We Become Obsessed With Material Things

Travellers, we grasp on to objects and hope to understand a place through its tools. There is so much we don’t understand. So we choose a thing that can be held. Often, of course, we don’t hold it, the object. But we could.

The demystifying internet could tell us what-why each is. We would rather the question sit like an egg in our incubating hands. We feel a tap from inside every time we see the thing in the world.

The men’s long pinky fingernails.

The wood shavings in the apothecary.

The buckets in your bathroom, and no sink.

The fumigation equipment in your uncle’s bedroom.

The half litre ice cream container full of sky coloured toothpaste in your family’s kitchen.

The dye stained wings of pigeons.

The five foot baskets for sale.

Then, one day, there is the clear thrill of realization.

The long finger nail dips into anesthetic. It dabs the liquid onto the plucked belly of a rooster. He can go on slashing, tail feathers bouncing, to finish the fight without registering pain.

Your uncle is a health inspector. He inspects Casa de la Musica, the nightclub known for its live music. It costs 15 tourist dollars to get in, almost a month’s salary in your currency. But they usher him in for free, his feet move like water over the tiles, broad smile sweaty eyelids, while the band plays.

The baskets hold pigs. Hundreds of pounds of pork-still-pig are strapped to the back of motorbikes. The pigs are held like thumbs in finger traps that squeeze the body tighter as it tries to pull out. The hatching of the basket obscures the pig. The giveaway is the flesh meniscus that overflows out of the ovoid’s mouth. Three schmears of poop and three stem tails, kinked, flash by at 5o mph.
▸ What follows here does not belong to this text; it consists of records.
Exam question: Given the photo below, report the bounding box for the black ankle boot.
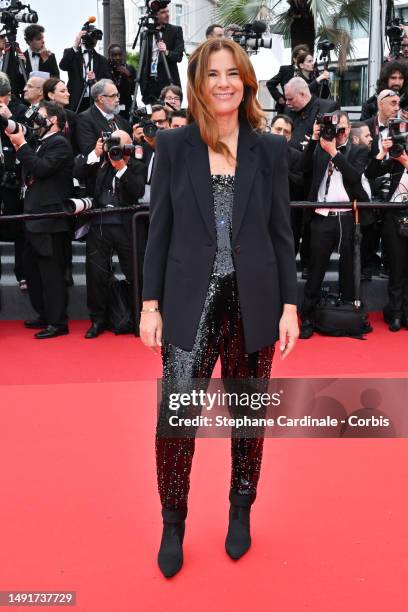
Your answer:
[225,504,251,559]
[157,509,186,578]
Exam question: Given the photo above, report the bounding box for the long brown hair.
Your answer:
[187,38,266,159]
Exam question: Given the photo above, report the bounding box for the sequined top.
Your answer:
[211,174,235,276]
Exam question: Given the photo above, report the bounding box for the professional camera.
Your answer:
[387,119,408,157]
[81,17,103,49]
[146,0,171,13]
[385,17,406,57]
[62,198,94,215]
[317,39,334,59]
[102,132,135,161]
[231,21,272,53]
[316,113,345,140]
[133,103,159,138]
[0,0,38,30]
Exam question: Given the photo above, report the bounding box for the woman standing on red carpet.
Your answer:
[140,39,298,577]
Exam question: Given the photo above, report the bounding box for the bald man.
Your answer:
[24,77,45,106]
[74,130,146,339]
[284,77,340,150]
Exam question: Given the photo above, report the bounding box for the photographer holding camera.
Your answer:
[76,79,130,195]
[140,0,184,104]
[133,104,170,203]
[24,24,60,78]
[9,101,74,339]
[59,18,111,113]
[300,111,369,340]
[108,43,136,121]
[74,130,146,338]
[360,61,408,121]
[0,72,27,290]
[365,119,408,332]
In our clear thrill, we feel that we are getting somewhere. Now we understand something of this place and of its people. We bring back the eggshells of our conceited hatchling, to pickle in memory formaldehyde. We hold it up to our friends and say ‘This is how it is there’, like early 1900s anthropologists, asserting ourselves as authorities we couldn’t be further from. Back to Britain with the answers, all the objects, stuffed into our pockets.